Ports/Packages and release engineering

John Goerzen jgoerzen at complete.org
Sat Feb 14 23:25:13 UTC 2015


Matthew Seaman <m.seaman <at> infracaninophile.co.uk> writes:

> 
> On 14/02/2015 17:45, John Goerzen wrote:

> Configuration files are *not* owned by ports per-se, so they aren't
> necessarily removed or modified when a port is deleted or updated.
> Instead the port owns various sample configuration files, which
> generally have the same name as the actual config with '.sample'
> appended (other naming variations exist, but '.sample' is by far the
> commonest.)  These the port will replace at will.  When a port is
> installed the first time then the sample config file is copied to the
> real config file name.  When the port is removed or upgraded, then the
> config file is removed if and only if it is identical to the sample file.
> 
> There isn't a capacity for doing a three-way merge in the ports at the
> moment, so if the upstream has made incompatible changes to the config
> file format the administrator will have to merge those manually.  This
> is fortunately a fairly rare event.  3-way merge capability has been
> added to pkg(8) but that capability hasn't been applied to the ports yet.

Matthew, thank you for your very helpful reply.  A few small outstanding
questions:

I actually expect to use pkg(8) rather than ports almost all of the time. 
So it sounds nice that pkg(8) can do this, but I am confused about the
relation between ports and pkg.  I see some rather contradictory information
out there, and wonder if this changed in FreeBSD 9 or 10?  I see some people
saying that a person always needs to tell the ports system to register with
pkg, but then I don't see anything in the Handbook saying to do that these days.

So if a port only supplies a .sample, on what basis would pkg do a 3-way
merge, since nobody is likely to modify .sample directly?

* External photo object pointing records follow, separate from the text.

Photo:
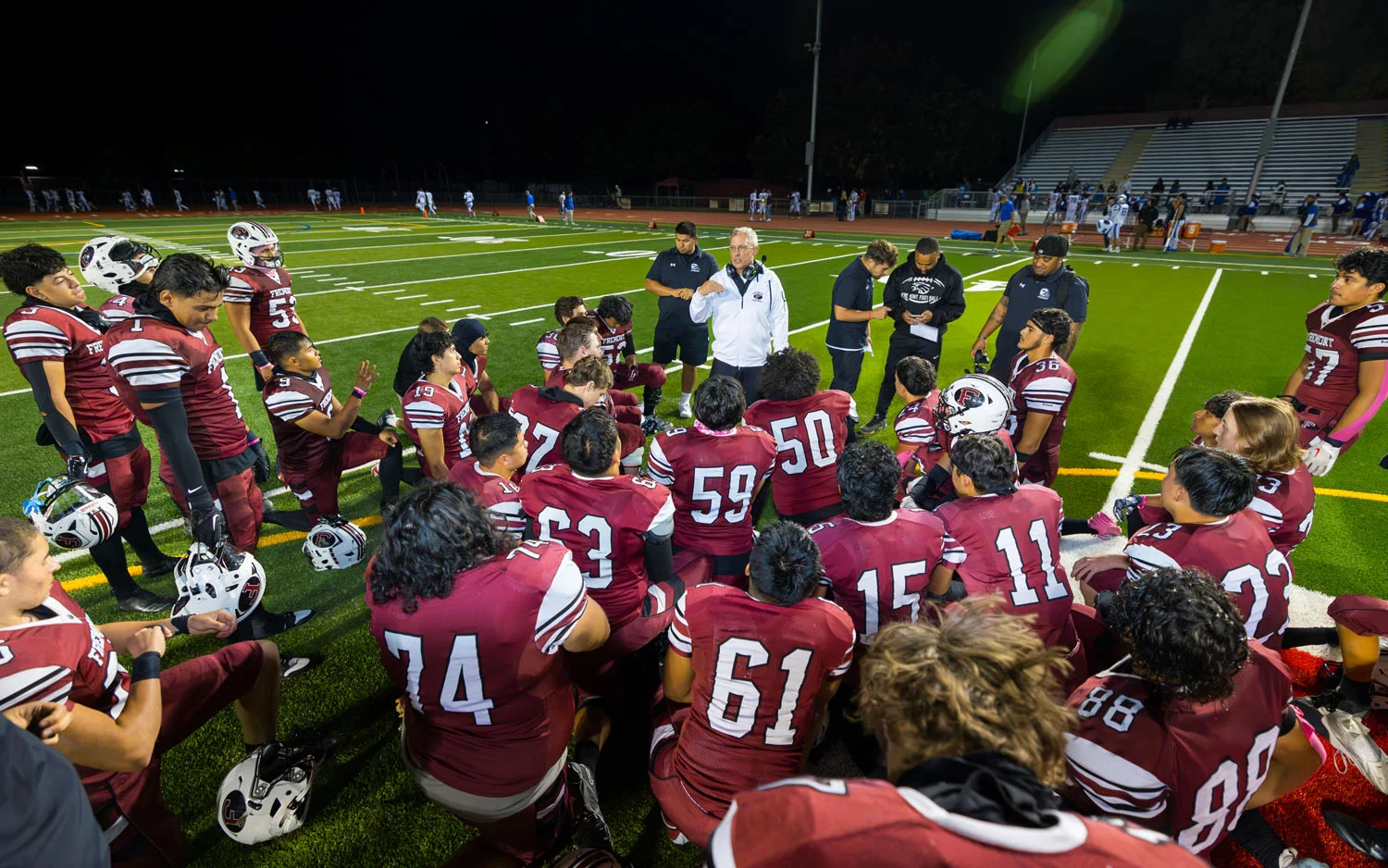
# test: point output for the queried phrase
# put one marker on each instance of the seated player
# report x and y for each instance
(469, 626)
(1041, 386)
(1208, 492)
(713, 471)
(565, 308)
(974, 743)
(811, 429)
(779, 651)
(124, 720)
(499, 451)
(877, 559)
(613, 324)
(1194, 725)
(316, 435)
(57, 343)
(1005, 540)
(436, 410)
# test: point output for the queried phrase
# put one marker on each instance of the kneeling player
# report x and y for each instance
(471, 626)
(124, 721)
(779, 649)
(957, 703)
(319, 437)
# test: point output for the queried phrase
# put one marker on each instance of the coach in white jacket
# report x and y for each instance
(747, 305)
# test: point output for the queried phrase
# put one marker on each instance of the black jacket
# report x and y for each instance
(910, 289)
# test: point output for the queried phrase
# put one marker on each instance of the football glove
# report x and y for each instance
(261, 459)
(1320, 456)
(1126, 506)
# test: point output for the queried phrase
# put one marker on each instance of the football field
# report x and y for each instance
(1163, 333)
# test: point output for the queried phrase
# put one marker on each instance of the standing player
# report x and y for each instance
(811, 429)
(1340, 383)
(490, 471)
(1041, 386)
(436, 408)
(1194, 725)
(613, 327)
(168, 371)
(57, 343)
(1208, 492)
(713, 471)
(1005, 540)
(260, 297)
(471, 626)
(316, 435)
(674, 277)
(987, 709)
(779, 651)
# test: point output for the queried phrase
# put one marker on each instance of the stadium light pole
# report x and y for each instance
(813, 108)
(1266, 144)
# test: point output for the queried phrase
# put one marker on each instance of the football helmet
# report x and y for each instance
(266, 793)
(71, 515)
(335, 543)
(974, 403)
(113, 261)
(249, 235)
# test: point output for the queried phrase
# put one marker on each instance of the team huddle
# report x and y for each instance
(566, 568)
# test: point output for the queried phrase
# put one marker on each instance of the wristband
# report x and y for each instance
(144, 667)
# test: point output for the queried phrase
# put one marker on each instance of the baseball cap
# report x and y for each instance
(1054, 244)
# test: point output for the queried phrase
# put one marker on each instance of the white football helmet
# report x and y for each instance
(335, 543)
(71, 515)
(266, 793)
(249, 235)
(974, 403)
(113, 261)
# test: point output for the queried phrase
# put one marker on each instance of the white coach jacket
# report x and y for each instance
(747, 328)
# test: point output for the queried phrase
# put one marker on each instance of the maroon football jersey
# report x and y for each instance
(602, 523)
(271, 297)
(757, 671)
(291, 397)
(713, 476)
(1176, 767)
(880, 570)
(812, 823)
(810, 434)
(1287, 504)
(1041, 386)
(543, 413)
(43, 332)
(915, 429)
(497, 495)
(61, 657)
(150, 353)
(443, 407)
(1335, 344)
(1237, 553)
(1010, 545)
(490, 701)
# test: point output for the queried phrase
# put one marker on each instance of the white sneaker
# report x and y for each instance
(1351, 738)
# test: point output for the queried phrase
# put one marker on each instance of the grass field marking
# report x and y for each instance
(1146, 430)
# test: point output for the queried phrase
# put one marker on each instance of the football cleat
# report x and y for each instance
(71, 515)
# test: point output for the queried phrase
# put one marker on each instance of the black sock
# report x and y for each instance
(110, 559)
(1296, 637)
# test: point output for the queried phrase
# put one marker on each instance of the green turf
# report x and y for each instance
(366, 807)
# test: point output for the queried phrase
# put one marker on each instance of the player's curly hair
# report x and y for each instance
(1268, 434)
(918, 375)
(790, 375)
(427, 539)
(976, 679)
(1183, 629)
(30, 264)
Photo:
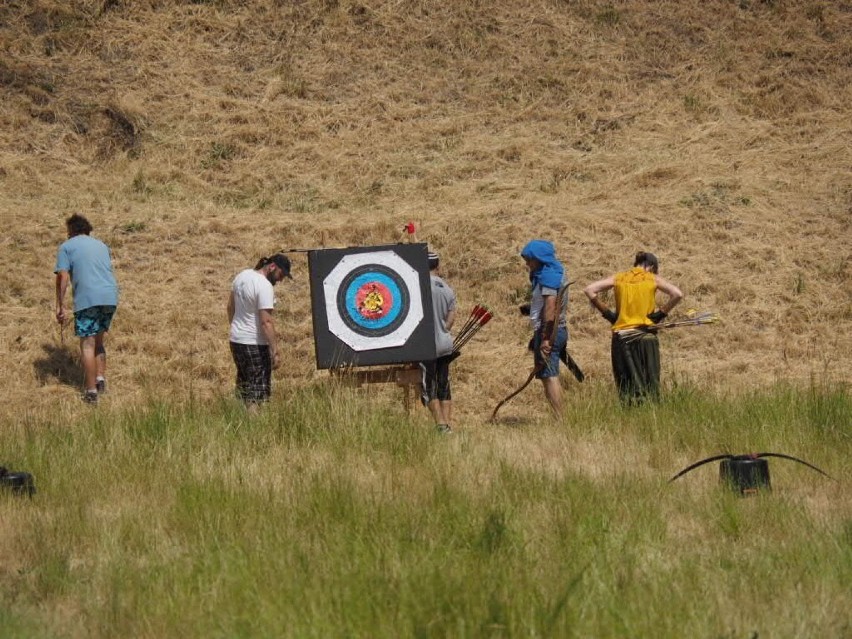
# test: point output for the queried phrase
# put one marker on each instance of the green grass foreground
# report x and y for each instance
(324, 516)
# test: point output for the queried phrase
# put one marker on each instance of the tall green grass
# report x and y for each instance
(327, 516)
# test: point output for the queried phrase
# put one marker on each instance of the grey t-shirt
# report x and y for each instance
(537, 305)
(443, 301)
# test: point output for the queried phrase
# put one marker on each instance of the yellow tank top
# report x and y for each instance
(635, 292)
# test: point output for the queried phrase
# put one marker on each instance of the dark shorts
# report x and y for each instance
(636, 365)
(435, 380)
(550, 368)
(93, 320)
(254, 371)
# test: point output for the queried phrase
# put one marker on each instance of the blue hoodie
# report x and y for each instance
(549, 273)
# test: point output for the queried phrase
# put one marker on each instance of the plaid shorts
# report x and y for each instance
(93, 320)
(254, 371)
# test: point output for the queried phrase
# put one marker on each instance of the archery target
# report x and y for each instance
(373, 300)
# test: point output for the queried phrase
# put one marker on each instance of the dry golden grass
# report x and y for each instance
(198, 136)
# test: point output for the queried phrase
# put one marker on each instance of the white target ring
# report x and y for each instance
(373, 300)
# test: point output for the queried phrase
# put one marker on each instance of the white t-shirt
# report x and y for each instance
(252, 293)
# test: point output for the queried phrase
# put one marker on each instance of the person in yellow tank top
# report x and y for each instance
(635, 350)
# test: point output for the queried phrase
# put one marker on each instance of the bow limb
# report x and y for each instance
(511, 395)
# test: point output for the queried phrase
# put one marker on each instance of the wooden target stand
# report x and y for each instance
(407, 377)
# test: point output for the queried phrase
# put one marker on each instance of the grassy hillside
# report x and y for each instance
(198, 136)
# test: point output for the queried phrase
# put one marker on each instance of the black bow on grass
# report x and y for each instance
(743, 457)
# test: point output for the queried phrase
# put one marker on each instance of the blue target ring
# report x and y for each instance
(374, 300)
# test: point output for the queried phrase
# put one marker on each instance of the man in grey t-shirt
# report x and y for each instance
(435, 377)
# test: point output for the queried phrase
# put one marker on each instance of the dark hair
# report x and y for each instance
(279, 259)
(648, 260)
(78, 225)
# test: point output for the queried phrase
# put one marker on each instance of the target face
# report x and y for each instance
(373, 300)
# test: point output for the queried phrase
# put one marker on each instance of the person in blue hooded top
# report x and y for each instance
(550, 328)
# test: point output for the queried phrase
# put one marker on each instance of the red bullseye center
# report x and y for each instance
(374, 300)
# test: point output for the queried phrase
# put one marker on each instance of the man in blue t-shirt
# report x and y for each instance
(549, 323)
(85, 262)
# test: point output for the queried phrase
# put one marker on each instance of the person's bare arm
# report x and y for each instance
(62, 280)
(548, 321)
(231, 307)
(267, 326)
(593, 289)
(674, 293)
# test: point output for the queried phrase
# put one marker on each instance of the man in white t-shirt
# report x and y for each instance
(254, 344)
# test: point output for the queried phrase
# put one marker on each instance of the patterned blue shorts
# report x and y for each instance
(93, 320)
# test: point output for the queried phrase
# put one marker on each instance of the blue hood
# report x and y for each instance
(550, 273)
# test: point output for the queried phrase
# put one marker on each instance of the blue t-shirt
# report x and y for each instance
(87, 261)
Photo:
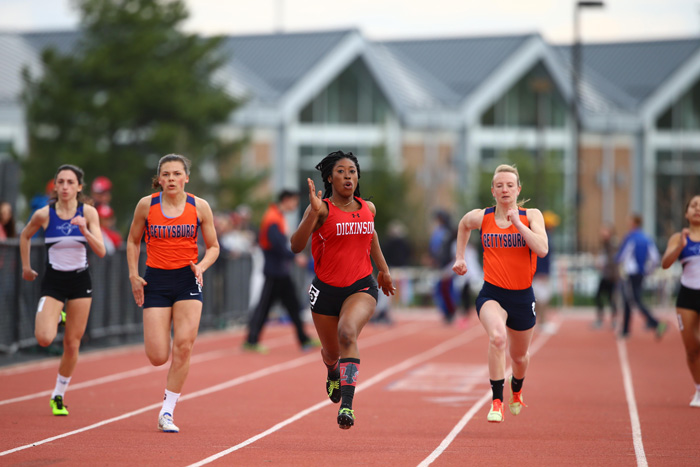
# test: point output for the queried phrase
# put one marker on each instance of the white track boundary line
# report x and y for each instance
(198, 358)
(271, 370)
(406, 364)
(542, 338)
(631, 404)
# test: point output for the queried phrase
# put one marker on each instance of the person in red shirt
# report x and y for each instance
(110, 234)
(512, 238)
(343, 295)
(170, 291)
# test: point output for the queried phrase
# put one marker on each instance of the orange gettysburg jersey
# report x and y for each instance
(171, 242)
(341, 247)
(508, 261)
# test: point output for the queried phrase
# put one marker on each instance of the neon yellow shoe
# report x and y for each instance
(346, 418)
(496, 413)
(58, 407)
(516, 401)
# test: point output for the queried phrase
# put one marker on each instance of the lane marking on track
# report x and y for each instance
(376, 339)
(198, 358)
(456, 341)
(487, 397)
(631, 404)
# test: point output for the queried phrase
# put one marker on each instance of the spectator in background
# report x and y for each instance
(113, 239)
(397, 253)
(8, 225)
(472, 280)
(440, 248)
(279, 284)
(38, 201)
(542, 281)
(638, 256)
(609, 275)
(101, 190)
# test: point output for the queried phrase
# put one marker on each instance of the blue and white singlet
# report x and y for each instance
(65, 244)
(690, 260)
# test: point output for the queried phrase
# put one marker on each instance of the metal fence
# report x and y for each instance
(114, 312)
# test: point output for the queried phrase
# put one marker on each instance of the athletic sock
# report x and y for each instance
(349, 369)
(61, 386)
(333, 370)
(497, 388)
(516, 385)
(169, 401)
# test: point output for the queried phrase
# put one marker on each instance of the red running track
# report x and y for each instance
(422, 399)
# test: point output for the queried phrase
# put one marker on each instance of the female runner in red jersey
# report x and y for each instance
(171, 289)
(511, 237)
(343, 294)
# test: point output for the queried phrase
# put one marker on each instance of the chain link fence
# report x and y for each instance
(114, 313)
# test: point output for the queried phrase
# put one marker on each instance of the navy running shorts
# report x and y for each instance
(166, 286)
(328, 300)
(688, 298)
(66, 285)
(519, 304)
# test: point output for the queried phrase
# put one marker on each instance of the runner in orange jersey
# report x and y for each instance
(171, 289)
(512, 238)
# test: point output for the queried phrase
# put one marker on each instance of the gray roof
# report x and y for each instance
(415, 74)
(453, 68)
(271, 64)
(627, 73)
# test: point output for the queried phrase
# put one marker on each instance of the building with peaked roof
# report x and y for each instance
(447, 111)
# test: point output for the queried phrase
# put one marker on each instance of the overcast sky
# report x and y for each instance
(618, 20)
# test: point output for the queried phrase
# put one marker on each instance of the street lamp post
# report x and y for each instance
(576, 85)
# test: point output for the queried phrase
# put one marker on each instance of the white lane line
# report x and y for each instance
(631, 404)
(389, 372)
(269, 371)
(487, 397)
(198, 358)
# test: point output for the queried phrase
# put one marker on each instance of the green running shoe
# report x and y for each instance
(58, 407)
(346, 418)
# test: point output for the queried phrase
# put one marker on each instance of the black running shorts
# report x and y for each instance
(66, 285)
(688, 298)
(519, 304)
(328, 300)
(164, 287)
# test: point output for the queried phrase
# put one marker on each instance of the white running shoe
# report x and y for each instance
(166, 425)
(696, 400)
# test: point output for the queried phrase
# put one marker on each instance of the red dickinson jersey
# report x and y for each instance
(171, 242)
(508, 261)
(341, 247)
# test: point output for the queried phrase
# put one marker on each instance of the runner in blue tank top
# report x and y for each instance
(70, 227)
(685, 246)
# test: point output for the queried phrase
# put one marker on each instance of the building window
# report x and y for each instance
(352, 98)
(683, 114)
(532, 102)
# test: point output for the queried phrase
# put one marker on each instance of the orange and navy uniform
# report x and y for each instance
(341, 247)
(508, 262)
(171, 242)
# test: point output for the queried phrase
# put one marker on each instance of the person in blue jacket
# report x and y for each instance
(638, 256)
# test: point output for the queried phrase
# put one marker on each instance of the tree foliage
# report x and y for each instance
(132, 89)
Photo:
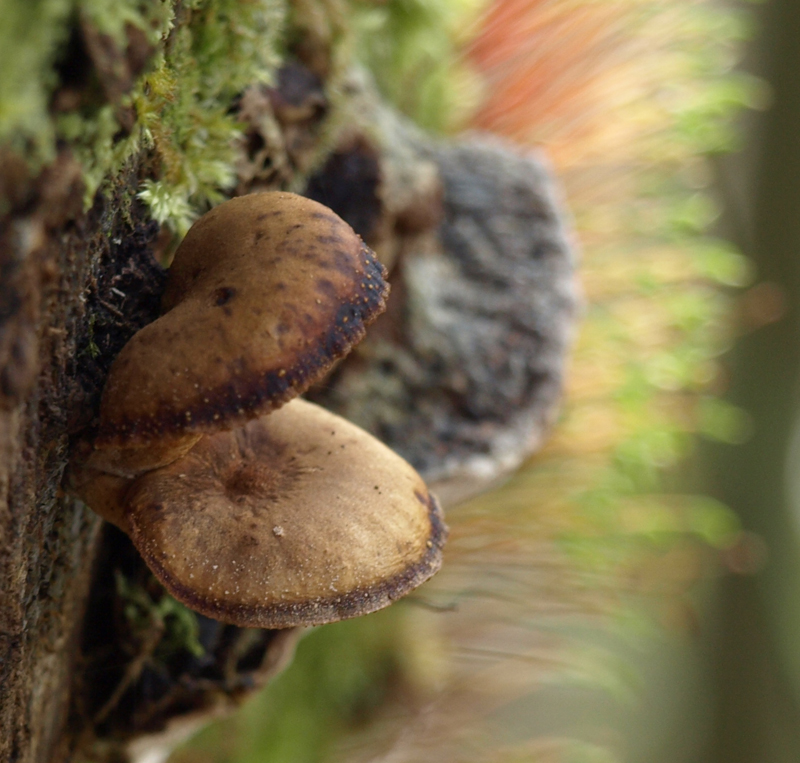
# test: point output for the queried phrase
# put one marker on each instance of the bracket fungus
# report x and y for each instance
(248, 514)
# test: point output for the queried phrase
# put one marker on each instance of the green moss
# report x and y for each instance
(202, 58)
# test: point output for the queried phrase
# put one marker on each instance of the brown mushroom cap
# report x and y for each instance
(297, 518)
(265, 293)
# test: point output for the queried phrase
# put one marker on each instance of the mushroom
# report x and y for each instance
(296, 518)
(264, 294)
(248, 514)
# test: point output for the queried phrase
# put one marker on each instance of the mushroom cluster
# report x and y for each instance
(249, 505)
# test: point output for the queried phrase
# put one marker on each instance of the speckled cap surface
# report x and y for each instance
(265, 293)
(297, 518)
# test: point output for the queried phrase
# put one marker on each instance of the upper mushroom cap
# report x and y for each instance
(265, 293)
(297, 518)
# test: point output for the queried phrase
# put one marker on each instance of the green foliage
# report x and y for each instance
(202, 59)
(176, 624)
(411, 48)
(339, 676)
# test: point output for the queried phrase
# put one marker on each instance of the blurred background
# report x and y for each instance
(633, 593)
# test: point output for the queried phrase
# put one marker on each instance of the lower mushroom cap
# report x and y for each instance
(297, 518)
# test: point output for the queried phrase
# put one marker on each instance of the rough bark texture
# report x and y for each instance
(75, 285)
(52, 253)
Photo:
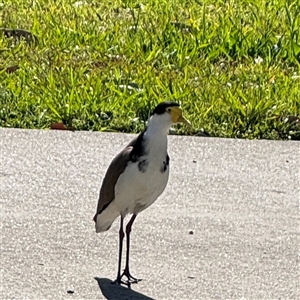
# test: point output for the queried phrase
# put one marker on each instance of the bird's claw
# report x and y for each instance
(130, 279)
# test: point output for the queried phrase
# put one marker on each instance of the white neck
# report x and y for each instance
(157, 131)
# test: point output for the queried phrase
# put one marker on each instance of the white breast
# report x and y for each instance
(136, 190)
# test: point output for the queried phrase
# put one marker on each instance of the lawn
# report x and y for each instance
(103, 65)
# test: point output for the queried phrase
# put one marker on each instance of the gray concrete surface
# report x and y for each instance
(240, 198)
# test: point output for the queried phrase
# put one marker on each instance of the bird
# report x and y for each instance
(136, 177)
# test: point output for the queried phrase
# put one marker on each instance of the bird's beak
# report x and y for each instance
(177, 117)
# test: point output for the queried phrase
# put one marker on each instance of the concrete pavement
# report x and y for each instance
(226, 227)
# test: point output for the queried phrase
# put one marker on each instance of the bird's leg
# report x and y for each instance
(121, 237)
(126, 272)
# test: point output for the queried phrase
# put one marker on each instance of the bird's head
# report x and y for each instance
(170, 113)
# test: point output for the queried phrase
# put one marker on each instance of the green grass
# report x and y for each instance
(103, 65)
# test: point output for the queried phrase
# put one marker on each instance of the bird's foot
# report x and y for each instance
(130, 279)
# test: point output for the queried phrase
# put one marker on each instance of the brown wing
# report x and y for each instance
(115, 169)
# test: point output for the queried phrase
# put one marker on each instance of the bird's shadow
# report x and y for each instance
(117, 292)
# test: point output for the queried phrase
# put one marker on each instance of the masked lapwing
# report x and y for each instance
(136, 177)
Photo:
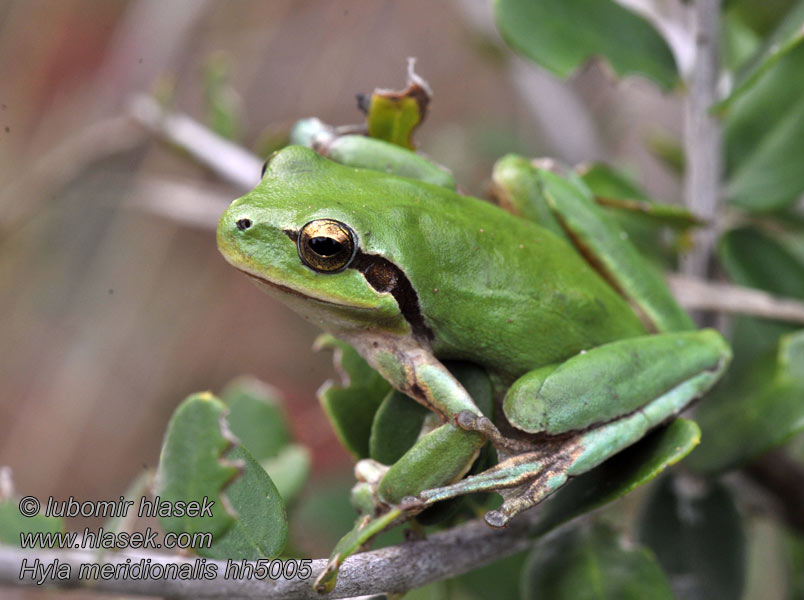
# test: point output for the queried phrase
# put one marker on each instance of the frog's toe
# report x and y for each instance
(470, 421)
(523, 499)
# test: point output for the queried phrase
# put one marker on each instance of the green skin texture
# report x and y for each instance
(493, 289)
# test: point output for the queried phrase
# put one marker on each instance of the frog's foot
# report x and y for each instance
(526, 479)
(470, 421)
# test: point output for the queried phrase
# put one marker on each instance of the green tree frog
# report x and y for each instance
(586, 349)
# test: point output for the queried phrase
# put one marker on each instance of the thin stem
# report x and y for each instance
(702, 136)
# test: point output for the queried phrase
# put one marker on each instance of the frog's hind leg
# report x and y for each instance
(591, 407)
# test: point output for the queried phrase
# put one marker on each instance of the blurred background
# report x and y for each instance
(115, 305)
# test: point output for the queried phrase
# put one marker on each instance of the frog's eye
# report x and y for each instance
(326, 245)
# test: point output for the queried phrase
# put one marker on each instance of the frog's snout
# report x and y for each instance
(234, 221)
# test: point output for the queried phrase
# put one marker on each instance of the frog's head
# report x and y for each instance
(298, 234)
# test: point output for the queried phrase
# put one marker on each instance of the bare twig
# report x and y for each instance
(699, 294)
(229, 161)
(702, 136)
(394, 569)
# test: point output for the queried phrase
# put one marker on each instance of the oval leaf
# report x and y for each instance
(260, 529)
(594, 564)
(192, 467)
(697, 536)
(255, 417)
(621, 474)
(351, 404)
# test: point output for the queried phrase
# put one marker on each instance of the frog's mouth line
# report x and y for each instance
(292, 292)
(387, 278)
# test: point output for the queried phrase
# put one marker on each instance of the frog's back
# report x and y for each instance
(491, 287)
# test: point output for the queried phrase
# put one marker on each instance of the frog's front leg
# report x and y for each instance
(591, 407)
(445, 454)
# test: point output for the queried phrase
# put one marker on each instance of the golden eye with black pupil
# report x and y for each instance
(326, 245)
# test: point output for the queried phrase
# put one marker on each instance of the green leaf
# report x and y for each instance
(255, 417)
(192, 467)
(351, 404)
(760, 408)
(12, 523)
(755, 259)
(784, 39)
(763, 138)
(289, 470)
(260, 529)
(397, 425)
(594, 564)
(622, 473)
(394, 115)
(562, 35)
(795, 552)
(697, 535)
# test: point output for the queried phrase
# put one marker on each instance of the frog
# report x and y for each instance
(586, 349)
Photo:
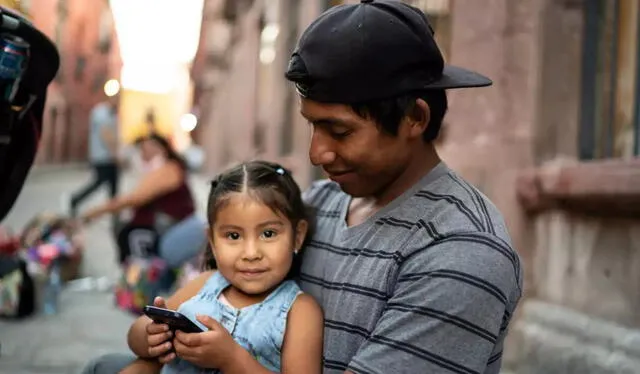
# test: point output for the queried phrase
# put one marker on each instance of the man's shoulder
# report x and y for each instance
(320, 191)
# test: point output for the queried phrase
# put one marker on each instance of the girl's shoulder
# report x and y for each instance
(189, 290)
(305, 307)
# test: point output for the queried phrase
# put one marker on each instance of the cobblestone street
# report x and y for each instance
(87, 324)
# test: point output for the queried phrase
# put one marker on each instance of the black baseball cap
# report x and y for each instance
(373, 50)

> Reinstalling all your ports on a major version upgrade is still a
> requirement, yes.  But it is something that may not remain so for a
> great deal of time longer, given the advent of symbol versioning in the
> base system shared libraries.  While you can still *run* a port
> installed for, say, 9.3-RELEASE once you've upgraded to 10.1-RELEASE,
> until everything in the base system has appropriate symbol versioning
> applied you'll very quickly get into a pickle if you try and update some
> ports selectively: effectively you would end up with one binary trying
> to dynamically link against two or more different versions of the same
> shared library: something that always ends in tears.

Ah.  OK.  So is there really that much churn in base system libraries?  It's
not necessarily an issue for me, but just a surprise; I'm used to systems
where most binaries that are a decade old still work fine on modern systems.